Inupiat dance has always been a reflection and repository of Inupiat values, histories and legends. But by the 1970s, it had fallen on hard times.
Young people were more interested in learning rock and roll. Pipeline development was bringing in money that would quickly start a cultural implosion of immense magnitude. Drugs and alcohol were becoming the dominant culture on the North Slope and traditional values were coming under siege like never before.
Add these factors to a culture already under pressure from a western society that saw no value in its traditions and actively discouraged its language, and you had all the ingredients for a complete loss of the traditional Inupiat culture.
By 1988, the North Slope was reeling from all these blows. Development that had seemed to hold such promise had come with the hidden bomb of cultural destruction. Drugs and alcohol abuse had become overwhelming problems. Traditional values were lost as families earned enough money to build their own homes and multi generational families living under one roof became rarer and rarer.
Seniors often huddled in apartments at the new senior citizen center where specific rules were enacted to protect them from drunken younger relatives.

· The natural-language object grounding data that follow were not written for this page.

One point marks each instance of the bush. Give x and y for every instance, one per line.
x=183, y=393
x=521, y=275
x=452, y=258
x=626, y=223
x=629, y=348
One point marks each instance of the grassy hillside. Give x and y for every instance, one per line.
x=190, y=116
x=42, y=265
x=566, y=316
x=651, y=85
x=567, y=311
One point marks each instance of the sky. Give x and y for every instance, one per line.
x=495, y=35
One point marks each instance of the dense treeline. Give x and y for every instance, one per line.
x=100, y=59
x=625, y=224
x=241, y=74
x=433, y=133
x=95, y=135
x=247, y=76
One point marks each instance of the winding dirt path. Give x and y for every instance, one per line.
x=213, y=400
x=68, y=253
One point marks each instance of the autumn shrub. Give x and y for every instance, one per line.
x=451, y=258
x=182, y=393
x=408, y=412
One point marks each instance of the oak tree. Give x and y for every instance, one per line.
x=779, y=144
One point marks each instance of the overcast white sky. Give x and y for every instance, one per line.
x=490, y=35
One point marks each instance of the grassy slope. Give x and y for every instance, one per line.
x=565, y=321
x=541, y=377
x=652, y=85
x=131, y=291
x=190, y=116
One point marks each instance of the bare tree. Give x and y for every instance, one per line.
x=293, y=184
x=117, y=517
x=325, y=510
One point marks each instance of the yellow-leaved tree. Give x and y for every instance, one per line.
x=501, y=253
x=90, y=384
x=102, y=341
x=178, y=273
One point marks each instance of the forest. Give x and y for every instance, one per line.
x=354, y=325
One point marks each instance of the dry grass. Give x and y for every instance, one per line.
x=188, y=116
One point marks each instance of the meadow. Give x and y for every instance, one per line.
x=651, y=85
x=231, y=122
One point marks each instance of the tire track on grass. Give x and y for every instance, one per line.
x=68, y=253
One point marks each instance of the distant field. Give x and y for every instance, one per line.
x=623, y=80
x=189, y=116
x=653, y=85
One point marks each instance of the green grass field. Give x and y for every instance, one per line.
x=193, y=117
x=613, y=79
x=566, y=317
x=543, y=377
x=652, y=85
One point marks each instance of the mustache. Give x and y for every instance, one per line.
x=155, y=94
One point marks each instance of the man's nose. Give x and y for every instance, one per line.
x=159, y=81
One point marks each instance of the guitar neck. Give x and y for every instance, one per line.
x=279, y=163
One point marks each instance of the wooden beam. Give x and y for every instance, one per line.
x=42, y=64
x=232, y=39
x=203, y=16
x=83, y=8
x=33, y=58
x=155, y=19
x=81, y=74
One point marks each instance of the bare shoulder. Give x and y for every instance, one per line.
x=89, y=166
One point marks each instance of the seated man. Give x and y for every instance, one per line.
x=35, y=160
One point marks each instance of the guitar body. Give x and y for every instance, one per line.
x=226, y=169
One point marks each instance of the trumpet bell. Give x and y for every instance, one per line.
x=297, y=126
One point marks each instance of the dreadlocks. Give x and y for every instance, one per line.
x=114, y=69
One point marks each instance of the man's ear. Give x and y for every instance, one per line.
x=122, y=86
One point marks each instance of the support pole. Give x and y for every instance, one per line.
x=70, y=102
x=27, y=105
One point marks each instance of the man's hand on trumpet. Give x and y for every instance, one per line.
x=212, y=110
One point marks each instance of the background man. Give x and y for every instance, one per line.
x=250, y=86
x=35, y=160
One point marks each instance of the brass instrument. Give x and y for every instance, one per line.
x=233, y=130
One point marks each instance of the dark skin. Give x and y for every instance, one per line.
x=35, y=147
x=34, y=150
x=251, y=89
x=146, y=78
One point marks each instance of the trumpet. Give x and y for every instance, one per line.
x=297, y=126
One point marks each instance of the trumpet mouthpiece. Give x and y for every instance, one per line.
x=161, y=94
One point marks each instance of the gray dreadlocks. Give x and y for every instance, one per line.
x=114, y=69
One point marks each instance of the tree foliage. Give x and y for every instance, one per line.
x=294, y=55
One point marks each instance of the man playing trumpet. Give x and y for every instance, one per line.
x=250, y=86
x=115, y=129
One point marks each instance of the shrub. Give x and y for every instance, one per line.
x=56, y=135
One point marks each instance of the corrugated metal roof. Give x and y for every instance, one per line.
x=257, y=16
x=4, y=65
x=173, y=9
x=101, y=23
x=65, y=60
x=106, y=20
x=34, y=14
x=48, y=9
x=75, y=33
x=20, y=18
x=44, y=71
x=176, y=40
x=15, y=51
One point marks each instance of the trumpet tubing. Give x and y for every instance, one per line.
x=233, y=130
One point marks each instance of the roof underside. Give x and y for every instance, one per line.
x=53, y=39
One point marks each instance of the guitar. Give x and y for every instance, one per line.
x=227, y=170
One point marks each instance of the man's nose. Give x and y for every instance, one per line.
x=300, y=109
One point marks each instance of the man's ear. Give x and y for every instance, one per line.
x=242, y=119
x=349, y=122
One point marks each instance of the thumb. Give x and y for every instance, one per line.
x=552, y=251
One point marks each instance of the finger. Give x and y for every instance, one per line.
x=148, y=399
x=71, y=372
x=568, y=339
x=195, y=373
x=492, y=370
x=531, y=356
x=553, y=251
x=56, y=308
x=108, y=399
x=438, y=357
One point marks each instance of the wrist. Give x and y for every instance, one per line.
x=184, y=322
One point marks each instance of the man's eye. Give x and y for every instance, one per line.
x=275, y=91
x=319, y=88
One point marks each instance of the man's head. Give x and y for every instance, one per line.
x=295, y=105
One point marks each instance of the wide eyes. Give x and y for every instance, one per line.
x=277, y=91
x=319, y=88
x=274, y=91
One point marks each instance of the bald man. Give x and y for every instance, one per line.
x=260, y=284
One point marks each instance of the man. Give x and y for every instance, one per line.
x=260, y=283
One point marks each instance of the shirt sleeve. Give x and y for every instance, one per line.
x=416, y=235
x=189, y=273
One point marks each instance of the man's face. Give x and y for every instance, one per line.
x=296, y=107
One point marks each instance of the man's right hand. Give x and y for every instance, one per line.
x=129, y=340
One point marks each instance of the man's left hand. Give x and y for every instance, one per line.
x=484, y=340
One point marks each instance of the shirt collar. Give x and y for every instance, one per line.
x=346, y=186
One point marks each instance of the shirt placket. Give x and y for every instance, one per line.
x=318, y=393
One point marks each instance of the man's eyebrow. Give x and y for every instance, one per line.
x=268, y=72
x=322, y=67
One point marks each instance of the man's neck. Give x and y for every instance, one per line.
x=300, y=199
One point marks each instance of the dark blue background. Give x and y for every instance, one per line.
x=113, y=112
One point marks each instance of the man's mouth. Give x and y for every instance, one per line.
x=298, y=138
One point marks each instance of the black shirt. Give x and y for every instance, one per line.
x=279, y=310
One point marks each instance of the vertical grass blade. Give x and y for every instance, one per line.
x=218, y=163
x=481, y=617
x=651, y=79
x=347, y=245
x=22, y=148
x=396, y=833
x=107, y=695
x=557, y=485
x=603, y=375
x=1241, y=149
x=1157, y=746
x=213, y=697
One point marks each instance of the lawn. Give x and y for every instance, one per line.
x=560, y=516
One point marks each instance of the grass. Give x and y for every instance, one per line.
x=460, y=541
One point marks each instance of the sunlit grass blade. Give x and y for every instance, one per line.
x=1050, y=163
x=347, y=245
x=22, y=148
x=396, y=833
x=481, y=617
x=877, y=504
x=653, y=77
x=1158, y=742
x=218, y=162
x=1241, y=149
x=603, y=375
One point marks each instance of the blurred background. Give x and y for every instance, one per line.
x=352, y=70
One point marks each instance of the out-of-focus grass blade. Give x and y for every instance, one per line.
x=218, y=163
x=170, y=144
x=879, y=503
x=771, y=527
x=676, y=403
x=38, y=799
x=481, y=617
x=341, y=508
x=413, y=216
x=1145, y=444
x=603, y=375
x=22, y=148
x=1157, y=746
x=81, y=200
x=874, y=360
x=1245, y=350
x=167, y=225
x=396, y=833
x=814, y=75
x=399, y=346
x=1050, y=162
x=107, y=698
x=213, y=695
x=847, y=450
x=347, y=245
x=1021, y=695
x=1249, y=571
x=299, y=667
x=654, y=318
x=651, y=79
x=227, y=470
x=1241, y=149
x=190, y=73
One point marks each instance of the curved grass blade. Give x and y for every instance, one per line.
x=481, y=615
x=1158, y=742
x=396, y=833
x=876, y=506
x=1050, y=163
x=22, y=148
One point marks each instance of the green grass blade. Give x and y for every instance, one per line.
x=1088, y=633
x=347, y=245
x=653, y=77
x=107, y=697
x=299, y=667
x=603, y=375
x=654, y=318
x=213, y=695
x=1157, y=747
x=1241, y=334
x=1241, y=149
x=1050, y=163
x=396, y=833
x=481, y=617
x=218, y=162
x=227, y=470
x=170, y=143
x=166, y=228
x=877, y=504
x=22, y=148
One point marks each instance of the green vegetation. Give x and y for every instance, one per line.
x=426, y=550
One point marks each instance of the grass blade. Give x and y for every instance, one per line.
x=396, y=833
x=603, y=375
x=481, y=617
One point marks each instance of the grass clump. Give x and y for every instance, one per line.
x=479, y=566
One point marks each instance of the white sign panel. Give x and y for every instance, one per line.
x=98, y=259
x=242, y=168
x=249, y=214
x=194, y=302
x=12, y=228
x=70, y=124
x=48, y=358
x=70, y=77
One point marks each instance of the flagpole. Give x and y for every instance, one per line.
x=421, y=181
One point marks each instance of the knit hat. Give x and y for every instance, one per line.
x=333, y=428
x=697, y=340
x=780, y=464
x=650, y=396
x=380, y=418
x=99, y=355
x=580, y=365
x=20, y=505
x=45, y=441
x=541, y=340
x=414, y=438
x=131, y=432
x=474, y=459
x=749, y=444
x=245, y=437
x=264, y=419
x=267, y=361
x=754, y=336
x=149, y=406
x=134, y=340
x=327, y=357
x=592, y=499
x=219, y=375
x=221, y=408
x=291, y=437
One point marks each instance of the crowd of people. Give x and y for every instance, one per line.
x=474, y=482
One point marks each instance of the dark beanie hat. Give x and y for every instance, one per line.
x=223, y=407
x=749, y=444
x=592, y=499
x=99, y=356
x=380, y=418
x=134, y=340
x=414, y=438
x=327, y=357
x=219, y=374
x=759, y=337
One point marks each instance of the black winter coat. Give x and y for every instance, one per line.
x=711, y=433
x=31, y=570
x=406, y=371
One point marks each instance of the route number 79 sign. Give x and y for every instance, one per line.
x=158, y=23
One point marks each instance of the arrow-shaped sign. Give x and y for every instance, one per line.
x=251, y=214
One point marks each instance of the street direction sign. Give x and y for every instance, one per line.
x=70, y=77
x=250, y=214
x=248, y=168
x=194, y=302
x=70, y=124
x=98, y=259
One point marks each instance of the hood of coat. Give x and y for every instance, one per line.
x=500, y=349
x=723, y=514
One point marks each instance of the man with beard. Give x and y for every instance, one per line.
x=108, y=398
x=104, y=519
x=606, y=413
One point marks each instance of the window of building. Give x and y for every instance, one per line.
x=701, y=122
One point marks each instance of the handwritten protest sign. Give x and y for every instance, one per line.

They were separated from those they should have been teaching.
It was then that George Ahmaogak, after consulting with a panel of local elders, announced the revival of the custom of Kivgiq. Ahmaogak made it clear that part of his reason for reviving this tradition was to revive pride in culture and to combat the destruction being wrought by alcohol and drugs on the families of the North Slope.
Reviving the tradition wasn’t easy. The last Kivgiq had occurred early in the 20th century. Only the oldest community members even had memories of a Kivgiq and that came from their earliest childhood. History books were scoured to find references to the festival and its traditions.
Inupiat dance, which had long been a dying art, was the centerpiece of Kivgiq. Interest in traditional dance was revived because without a dance group, you didn’t have anyone to represent your village at the festival. And there was not one village on the North Slope that wanted to be left out.
There are now as many as two to three dance groups in villages where once there had been barely one. Traditional dances such as the Kaluqaq, which had not been seen for decades, are again being performed. With the renewed interest in the dance, came renewed interest in the cultural history it carried.
At this year’s Kivgiq, there were dance groups from Hawaii, Russia and Canada. The auditorium and gym at the high school were packed with people who were having one heck of a good time without the kick of drugs or alcohol. Their kick came from the pounding of the drums and the stomping of their feet. And the dance groups at the center of it all had members as young as 3 learning once again from their Elders in the traditional way.
George Ahmaogak did not solve the North Slope’s alcohol or drug problem with his revival of Kivgiq. But he did give his community an alternative to them. And he gave young people a chance to learn pride in their traditions – traditions that had seemingly been on the brink of extinction.
George Ahmaogak, for all the arguments that can be made about his reign, deserves credit for bringing that back to his people.